When I'm done showering, I dress and hear Regina in the other room. I go to greet her.
"Good morning, Vivi." Her cheery voice greets me.
"Regina, I don't know how to tell you this, so I'll just say it straight up. I'm moving back to my apartment as soon as my hair is dry."
"But Mr. Beckham wants me for two weeks."
"I'm so sorry. You'll have to speak to him about that."
"Does he know about this?" she asks skeptically.
"He didn't come home last night, so I couldn't tell him," I say sourly.
"Oh, dear."
"It's best if I'm in my own place. I think you understand."
"Sure I do, sweetheart." Then she asks, "Do you need help with your hair?"
"Of course I do, but I won't let you. I'm doing this on my own. Just like I showered and taped my arm up on my own. It's not too bad. Not as good as you doing it, but I did fine. Oh and dinner was delicious. I left it out for Prescott but since he never came home, I'm afraid it's ruined. Sorry."
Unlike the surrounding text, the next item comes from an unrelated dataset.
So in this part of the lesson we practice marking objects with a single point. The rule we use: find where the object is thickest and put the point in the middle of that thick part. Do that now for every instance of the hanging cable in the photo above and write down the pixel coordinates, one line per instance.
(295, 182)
"No need to apologize. You fix your hair and I'll make you breakfast."
"That's a deal."
I fume the entire time I'm tearing the brush through my tangles, sure I'm ripping half my hair out. Right now, that's not important to me. Vacating this apartment is. I gather my things and stuff them into my bag. When I'm ready, I join Regina in the kitchen.
"I'm worried you won't be able to cook for yourself."
I wave my hand. "No worries there. I have a roommate and he likes to cook."
"Your roommate is a man?"
"Yeah, but he's gay."
"Will he take care of you then?" Her expression is hopeful.